(Note: Yes, I have finally decided on the right blog template, and it’s not changing. Until I have my own site, anyway. Thank you for your patience with my inane indecision.)
In the past six weeks, my boyfriend and I traveled miles up and down the east coast, gas station employees’ accents changing as we crossed state lines. Now, after five weeks in the Ontario woods (and a few days in Boston), we have reached the stinking summer streets of New York City. Funny thing is, in that distance we covered, the only moment I really felt like I was making a true, lasting passage was at a friend’s wedding.
I went to a couple of weddings as a kid, but, due to the fact that most of my friends aren’t conventional (or functional) enough to do things like get married, this was my first “adult wedding.” The first where I drank free martinis, danced inappropriately to Shakira, and was asked: “And when will you be tying the knot?” It was the first time the sight of a young woman in a wedding gown made me cry.
Grandparents and diamond advertisements tell us that this will be the stuff of our lives— birthday parties, anniversaries, engagements and honeymoons. I’ve always felt an odd combination of disdain, alienation, and wonder for all of it—wonder at how all of this meant so much to people. After my parents tore their marriage apart, after I was shuffled from one apartment to the next until, at 17, I threw myself into a world that seemed a mess of expectations and disappointments, I watched the ceremonies of people’s lives from a lonely distance. On the other side of a foggy window, I watched as women looked giddy at their engagement rings. I wondered how people took those awful family portraits at Sears and framed them on their bedside table. I wondered how they could hope for so little and so much.

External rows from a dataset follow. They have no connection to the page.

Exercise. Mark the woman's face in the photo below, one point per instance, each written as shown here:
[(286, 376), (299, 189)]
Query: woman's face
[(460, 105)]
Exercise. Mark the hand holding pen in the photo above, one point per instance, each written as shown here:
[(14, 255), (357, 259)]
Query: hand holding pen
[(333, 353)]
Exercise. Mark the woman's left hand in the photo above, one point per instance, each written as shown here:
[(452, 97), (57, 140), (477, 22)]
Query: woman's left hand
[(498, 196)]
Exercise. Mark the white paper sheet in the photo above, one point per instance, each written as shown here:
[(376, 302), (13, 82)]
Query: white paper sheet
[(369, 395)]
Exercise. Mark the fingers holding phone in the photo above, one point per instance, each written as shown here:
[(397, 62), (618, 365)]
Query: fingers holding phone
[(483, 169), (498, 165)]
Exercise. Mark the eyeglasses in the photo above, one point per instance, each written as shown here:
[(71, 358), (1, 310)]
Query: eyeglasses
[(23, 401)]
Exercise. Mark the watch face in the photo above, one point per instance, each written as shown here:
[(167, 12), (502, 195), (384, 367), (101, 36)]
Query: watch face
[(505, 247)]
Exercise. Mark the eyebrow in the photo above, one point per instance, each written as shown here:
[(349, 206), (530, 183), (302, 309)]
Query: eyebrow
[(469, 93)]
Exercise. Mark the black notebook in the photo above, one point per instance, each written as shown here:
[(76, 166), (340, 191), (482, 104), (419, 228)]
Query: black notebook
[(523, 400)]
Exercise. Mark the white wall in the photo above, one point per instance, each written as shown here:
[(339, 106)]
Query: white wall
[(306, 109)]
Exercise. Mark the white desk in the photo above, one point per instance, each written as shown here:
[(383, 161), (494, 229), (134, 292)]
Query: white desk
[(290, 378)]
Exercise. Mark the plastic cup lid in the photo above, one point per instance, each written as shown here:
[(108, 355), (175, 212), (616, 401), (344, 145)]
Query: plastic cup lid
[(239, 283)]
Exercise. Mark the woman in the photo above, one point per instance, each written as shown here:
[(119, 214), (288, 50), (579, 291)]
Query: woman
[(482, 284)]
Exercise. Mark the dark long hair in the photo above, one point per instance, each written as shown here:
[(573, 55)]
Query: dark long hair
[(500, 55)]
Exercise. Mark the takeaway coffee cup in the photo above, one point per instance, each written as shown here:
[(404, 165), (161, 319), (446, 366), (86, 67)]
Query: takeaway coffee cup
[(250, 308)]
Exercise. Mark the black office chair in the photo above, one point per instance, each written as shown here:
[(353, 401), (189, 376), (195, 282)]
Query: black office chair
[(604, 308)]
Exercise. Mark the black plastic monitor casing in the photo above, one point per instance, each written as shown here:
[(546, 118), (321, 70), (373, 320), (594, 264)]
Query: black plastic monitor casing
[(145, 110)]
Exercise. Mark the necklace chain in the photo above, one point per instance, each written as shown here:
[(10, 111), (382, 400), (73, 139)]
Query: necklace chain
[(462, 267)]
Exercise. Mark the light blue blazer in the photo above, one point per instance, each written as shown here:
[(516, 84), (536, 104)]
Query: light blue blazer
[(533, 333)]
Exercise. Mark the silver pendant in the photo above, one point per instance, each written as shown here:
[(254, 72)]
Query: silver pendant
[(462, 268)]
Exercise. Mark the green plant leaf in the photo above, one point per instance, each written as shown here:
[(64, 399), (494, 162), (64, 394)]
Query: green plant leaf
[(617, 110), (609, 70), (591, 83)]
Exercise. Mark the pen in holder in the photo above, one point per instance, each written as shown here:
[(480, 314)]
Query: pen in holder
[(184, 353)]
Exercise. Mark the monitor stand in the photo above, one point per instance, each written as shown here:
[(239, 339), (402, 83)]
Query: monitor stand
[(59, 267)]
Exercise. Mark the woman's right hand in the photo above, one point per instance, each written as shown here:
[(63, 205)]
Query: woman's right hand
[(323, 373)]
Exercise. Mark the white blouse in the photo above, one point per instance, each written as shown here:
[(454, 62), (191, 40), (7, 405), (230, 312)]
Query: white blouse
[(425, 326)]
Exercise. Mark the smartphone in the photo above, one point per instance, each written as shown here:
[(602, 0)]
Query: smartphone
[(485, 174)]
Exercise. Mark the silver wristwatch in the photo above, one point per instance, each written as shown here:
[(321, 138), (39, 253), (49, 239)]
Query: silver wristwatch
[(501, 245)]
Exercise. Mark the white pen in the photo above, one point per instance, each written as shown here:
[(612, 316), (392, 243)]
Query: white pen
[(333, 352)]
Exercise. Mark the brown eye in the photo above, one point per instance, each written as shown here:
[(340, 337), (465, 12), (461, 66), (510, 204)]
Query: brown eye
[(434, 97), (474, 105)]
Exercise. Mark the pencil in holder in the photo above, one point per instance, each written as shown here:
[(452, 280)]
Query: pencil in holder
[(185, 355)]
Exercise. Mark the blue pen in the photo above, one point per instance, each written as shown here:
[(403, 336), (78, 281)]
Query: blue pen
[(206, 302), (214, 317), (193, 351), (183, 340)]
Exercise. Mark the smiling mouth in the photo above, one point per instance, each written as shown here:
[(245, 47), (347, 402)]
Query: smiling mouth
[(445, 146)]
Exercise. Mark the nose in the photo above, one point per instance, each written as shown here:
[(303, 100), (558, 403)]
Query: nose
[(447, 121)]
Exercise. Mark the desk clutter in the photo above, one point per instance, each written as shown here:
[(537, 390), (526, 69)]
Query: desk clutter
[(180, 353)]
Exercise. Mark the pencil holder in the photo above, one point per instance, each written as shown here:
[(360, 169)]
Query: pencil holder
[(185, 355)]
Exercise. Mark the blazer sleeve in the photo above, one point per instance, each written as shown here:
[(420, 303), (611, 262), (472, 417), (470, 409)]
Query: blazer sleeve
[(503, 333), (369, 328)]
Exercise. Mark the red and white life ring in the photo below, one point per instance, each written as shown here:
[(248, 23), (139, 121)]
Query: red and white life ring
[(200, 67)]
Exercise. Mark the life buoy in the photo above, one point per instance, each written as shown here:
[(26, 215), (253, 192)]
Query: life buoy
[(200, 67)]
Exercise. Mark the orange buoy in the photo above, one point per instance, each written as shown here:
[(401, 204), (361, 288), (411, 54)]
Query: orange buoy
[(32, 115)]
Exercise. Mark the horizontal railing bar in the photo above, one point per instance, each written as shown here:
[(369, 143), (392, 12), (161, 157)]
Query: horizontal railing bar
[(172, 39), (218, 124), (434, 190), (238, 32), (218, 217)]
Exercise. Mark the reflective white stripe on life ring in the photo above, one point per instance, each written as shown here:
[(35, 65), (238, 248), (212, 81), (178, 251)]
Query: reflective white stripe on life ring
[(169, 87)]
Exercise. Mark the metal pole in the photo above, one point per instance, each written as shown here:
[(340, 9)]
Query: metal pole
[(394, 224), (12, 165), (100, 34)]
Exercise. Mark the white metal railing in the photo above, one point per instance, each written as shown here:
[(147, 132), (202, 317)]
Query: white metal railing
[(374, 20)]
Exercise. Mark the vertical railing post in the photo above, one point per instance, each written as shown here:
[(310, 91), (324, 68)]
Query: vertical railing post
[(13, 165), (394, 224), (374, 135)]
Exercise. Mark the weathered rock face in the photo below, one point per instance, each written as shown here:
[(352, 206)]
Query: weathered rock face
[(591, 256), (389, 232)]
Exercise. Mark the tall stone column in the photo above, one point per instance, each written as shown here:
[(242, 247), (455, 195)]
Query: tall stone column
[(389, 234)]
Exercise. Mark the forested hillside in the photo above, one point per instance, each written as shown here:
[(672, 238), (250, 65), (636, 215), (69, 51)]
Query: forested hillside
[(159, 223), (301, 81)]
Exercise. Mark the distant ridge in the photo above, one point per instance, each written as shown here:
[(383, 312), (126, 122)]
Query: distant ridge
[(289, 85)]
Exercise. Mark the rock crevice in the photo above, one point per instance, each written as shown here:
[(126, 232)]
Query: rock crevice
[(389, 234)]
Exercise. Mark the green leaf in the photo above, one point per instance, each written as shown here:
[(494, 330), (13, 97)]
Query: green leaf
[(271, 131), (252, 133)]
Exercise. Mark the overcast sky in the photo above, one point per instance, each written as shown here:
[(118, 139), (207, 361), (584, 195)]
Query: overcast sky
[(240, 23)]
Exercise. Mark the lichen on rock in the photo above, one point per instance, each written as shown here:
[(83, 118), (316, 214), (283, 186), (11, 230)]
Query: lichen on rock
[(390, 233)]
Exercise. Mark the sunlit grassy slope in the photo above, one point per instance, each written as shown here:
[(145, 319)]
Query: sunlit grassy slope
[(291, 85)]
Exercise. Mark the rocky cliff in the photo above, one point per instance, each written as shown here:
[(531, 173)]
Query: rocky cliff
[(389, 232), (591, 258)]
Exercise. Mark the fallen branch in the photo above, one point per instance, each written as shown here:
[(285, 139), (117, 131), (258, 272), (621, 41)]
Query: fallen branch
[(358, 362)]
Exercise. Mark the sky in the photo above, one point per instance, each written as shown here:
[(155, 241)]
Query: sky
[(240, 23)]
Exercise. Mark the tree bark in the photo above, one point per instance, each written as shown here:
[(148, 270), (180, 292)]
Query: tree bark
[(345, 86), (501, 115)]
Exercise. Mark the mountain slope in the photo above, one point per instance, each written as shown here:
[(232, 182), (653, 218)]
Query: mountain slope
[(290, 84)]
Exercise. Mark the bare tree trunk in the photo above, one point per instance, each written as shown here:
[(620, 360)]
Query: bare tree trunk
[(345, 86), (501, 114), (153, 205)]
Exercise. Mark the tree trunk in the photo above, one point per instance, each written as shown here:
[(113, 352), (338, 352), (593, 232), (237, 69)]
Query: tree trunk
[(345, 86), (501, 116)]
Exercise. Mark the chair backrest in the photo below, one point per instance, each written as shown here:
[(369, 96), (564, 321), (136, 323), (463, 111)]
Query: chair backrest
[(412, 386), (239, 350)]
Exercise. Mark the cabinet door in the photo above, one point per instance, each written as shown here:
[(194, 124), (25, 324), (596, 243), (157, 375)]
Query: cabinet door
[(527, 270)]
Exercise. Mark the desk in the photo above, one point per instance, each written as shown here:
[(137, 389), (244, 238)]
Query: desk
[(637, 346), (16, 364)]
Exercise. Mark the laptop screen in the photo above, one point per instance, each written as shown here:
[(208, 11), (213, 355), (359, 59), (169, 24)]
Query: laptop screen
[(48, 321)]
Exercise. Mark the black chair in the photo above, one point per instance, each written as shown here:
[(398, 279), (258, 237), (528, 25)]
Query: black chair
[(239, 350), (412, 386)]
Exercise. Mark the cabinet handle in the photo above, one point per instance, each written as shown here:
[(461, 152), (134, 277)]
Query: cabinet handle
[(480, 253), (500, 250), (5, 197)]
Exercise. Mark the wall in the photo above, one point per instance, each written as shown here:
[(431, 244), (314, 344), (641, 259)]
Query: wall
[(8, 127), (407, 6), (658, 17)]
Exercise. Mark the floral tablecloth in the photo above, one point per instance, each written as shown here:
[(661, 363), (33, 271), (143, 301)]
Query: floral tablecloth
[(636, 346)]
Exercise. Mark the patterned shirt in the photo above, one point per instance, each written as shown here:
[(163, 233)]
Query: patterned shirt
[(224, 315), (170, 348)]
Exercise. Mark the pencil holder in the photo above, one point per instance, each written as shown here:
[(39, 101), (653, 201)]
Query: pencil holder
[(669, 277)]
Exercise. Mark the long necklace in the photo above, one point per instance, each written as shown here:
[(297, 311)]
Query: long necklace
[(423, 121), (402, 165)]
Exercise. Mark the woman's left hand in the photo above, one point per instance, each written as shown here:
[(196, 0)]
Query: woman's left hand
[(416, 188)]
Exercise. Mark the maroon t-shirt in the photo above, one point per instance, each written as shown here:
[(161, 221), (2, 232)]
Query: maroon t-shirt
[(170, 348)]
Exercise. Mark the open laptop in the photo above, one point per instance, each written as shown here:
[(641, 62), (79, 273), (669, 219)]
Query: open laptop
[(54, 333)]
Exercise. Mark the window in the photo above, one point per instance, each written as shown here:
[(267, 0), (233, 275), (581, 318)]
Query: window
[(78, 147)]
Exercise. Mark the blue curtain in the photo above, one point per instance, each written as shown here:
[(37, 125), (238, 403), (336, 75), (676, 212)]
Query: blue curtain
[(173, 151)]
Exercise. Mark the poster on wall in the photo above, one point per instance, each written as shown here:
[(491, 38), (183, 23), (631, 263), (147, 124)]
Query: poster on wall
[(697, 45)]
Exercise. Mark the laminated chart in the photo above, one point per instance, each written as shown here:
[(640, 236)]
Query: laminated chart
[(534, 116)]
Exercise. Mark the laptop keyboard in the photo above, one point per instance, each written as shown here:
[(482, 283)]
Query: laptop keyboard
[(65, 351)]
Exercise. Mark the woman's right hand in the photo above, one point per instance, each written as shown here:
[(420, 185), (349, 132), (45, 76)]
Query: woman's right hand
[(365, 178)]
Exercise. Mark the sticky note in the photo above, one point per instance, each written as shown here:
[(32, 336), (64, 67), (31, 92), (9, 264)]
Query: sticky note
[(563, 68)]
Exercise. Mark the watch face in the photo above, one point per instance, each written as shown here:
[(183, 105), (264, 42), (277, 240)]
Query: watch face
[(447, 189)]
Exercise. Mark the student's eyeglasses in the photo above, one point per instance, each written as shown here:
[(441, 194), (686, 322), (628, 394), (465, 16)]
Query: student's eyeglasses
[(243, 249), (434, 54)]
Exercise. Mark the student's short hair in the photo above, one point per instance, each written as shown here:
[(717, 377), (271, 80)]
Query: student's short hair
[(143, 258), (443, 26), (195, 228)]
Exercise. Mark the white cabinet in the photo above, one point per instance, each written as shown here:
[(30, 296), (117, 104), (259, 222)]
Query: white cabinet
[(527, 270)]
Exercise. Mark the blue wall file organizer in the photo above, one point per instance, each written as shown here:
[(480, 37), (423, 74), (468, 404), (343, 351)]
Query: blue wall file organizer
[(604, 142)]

Yes, I was a kid. A kid, it’s painfully obvious, who was scared shit of life. A kid who shaped the dream of her future around adventure and travel, but who wanted, at the root, to understand the meaning of that one-syllable word that everyone else seemed to know so naturally: Home. Home is what I wanted but thought I’d never find in my moving and traveling. So I looked ahead at the uncertain path before me and said: “At least I’m not ordinary.”
But I’ve changed a lot since those days, and I’ve come to understand that there is bravery in the ordinary. At the wedding in Boston I realized that maybe the most important passages we make are not our trips around the world but our rites of passage. Maybe what really sticks with us are these moments, ceremonial or otherwise, when we cross the few important thresholds that mark the maps of our lives.
I’ve come to believe that there’s a kind of grace that exists in life’s commitments that exists nowhere else. And travel, strangely enough, has taught me that. Everywhere, I’ve witnessed different versions of the same ceremonies, witnessed the ways in which people love and know each other. I have learned the pain of goodbyes and joy of reunions. And all of it has led me to this: I want to marry the man I love, have babies, a home. And I want to fight to keep those things from unraveling. As my boyfriend says, half-cynically, half-sweetly: “What else is there to do?”
What else is there to do. This is the question that used to haunt me, and now brings a smile to my face. Six years ago, my father moved half way across the world; my boyfriend will literally be shipped off to war sometime this year. I live for the moments I have with these people, and the love that deepens through that time. It’s a love I didn’t know all that well growing up, the kind of love not of Neruda poems but of family dinners, of kids’ macaroni art. It’s the love that made the macho groomsmen tear up at my friend’s wedding as his little boy, the ring bearer, escorted his little girl, the flower girl, down the aisle. It’s the love that filled the hall with children’s screams and cries as the couple tried to say their vows, that rendered the groom so nervous and emotional he couldn’t repeat half of what the minister told him to.
I know I sound sentimental as hell. There’s really no poetry for this stuff, “no vocabulary, as T.S. Eliot wrote, “for love within a family, love that’s lived in but not looked at, love within the light of which all else is seen, the love within which all other love finds speech. That love is silent.”*
There’s certainly no blogging for it either.